Photos by Megan Gray.
Our first full week of the Spring 2021 banding season is complete! All 50 nets have been set up and we’ve caught 109 new birds and processed 126 recaptures. We started the season with 25 species; a combination of wintering species, residents that breed on the property, and a few early migrants. After a few warm days at Manomet, some definitive signs of spring have appeared. Tree Swallows over the bogs have been flying low in search of insects and nest boxes and a pair of Mallards have been seen flying between the different bogs on the property and Scoke’s Pond (We’re hoping that they’ll nest nearby and that we’ll see ducklings at some point this spring!).
We finished setting up nets on Monday and caught several ‘firsts-of-season’ (FOS: our first capture of any species that season) including a Red-winged Blackbird and a Blue-gray Gnatcatcher. The delicate gnatcatcher had been calling along the bluff just a few hours before, but they usually stay high in the canopy so we don’t catch them often. The Belted Kingfishers have returned to Manomet and seem to be in the process of constructing a new nesting burrow in the side of the bluff. While closing, Megan and Amy surprised one of the kingfishers and it dropped a rock it had been carrying, possibly from its burrow excavation.
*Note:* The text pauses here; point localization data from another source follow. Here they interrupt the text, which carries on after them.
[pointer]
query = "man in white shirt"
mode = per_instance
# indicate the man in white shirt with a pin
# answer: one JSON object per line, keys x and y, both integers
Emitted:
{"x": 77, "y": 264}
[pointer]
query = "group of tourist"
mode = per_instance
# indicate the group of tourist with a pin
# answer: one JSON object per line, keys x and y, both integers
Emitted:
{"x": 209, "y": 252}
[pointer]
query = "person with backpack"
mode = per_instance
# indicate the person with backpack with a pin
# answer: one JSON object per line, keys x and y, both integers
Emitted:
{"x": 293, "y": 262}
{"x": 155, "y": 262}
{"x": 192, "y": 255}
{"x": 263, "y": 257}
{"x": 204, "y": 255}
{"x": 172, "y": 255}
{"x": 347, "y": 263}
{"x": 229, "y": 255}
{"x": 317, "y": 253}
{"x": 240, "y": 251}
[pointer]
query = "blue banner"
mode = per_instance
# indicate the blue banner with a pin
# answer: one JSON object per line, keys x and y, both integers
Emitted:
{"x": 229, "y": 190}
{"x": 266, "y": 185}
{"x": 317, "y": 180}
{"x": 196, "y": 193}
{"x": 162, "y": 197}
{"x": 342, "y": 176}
On Tuesday, we opened all 50 nets for the first time. It was calm and we had light southwest winds overnight, bringing a few new birds to the nets. On our first net run, we caught two Ruby-crowned Kinglets and three Palm Warblers along the bluff. During the afternoon, as we closed, Sarah found an American Toad nestled in the leaves near the bogs. Almost every day when it was warm enough this week, we heard the melodic trill of toads calling from the ‘Big Bog.’ During warm evenings on the Holmes Farm, the Spring Peepers and Gray Tree Frogs take over and trill in an almost deafening chorus as they try to entice females to mate with them.